« Nous arrivons donc désormais à la fin… Nous remercions tous les auditeurs et toutes les personnes qui nous ont soutenus. Açik Radyo restera ouverte à toutes les voix, à toutes les couleurs et à tous les frémissements de l’univers », concluait Ömer Madra, 79 ans, au micro d’Açik Radyo (« radio ouverte » ou « libre »), mercredi 16 octobre. C’est avec émotion que le fondateur de la station a achevé sa dernière émission, après vingt-neuf années d’antenne, en direct des modestes studios installés dans une impasse du quartier de Tophane, à Beyoglu, au cœur d’Istanbul.
L’équipe de cette station indépendante, dont la ligne éditoriale engagée, progressiste et multiculturelle en faisait une vitrine du melting-pot stambouliote, avait été sanctionnée, le 22 mai, d’une amende et d’une interdiction d’émettre de cinq jours par le Conseil supérieur de la radio-télévision turc (RTÜK). L’équipe d’Açik Radyo était, depuis, dans l’attente des dates de suspension d’antenne. Or, ces précisions n’ont pu être reçues à cause d’un « problème technique » du système de messagerie de la RTÜK, précise l’équipe de la radio dans un communiqué. Faute d’application effective des cinq jours de suspension d’antenne, le RTÜK a estimé que la radio avait commis une infraction supplémentaire à ses directives, justifiant ainsi l’annulation de la licence de diffusion de la station, qui émettait depuis 1995.
La sanction faisait suite à une matinale diffusée le 24 avril, date anniversaire du début de la déportation massive des Arméniens de 1915 sous l’Empire ottoman. « Cette année marque le 109e anniversaire des déportations et des massacres, qualifiés par certains de “génocide”, qui se sont déroulés en terres ottomanes. Comme vous le savez, la commémoration du génocide arménien a également été interdite cette année », avait expliqué à l’antenne Cengiz Aktar, intellectuel connu pour ses prises de position sur la question.

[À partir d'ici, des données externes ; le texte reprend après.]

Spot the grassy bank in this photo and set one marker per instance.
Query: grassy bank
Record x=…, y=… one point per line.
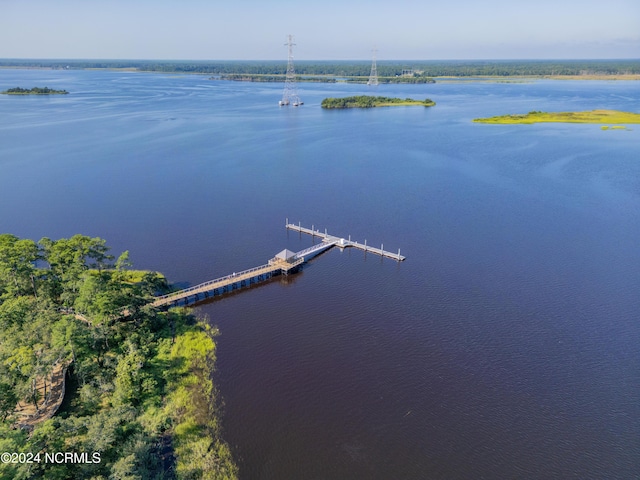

Liberté d’expression réduite à peau de chagrin
Le RTÜK avait estimé que l’usage des termes « génocide arménien » était une « incitation à la haine », en référence à l’article 216 du code pénal turc. Bien que l’atmosphère politique ait permis de relancer les débats universitaires sur la nature des événements de 1915 au début des années 2010, les espaces où s’exerce la liberté d’expression ont été réduits à peau de chagrin avec la montée de l’autoritarisme qui a suivi la tentative de coup d’Etat du 15 juillet 2016.
« La question de l’interprétation des événements de 1915 et la qualification de “génocide” a toujours fait l’objet de polémique en Turquie, mais depuis la mort de Hrant Dink [journaliste turc d’origine arménienne assassiné en 2007], cela faisait partie des débats et cela rentre dans le cadre de la liberté d’expression », rappelle Ilksen Mavituna, 38 ans, coordinateur de programme à Açik Radyo et membre de l’équipe depuis vingt ans.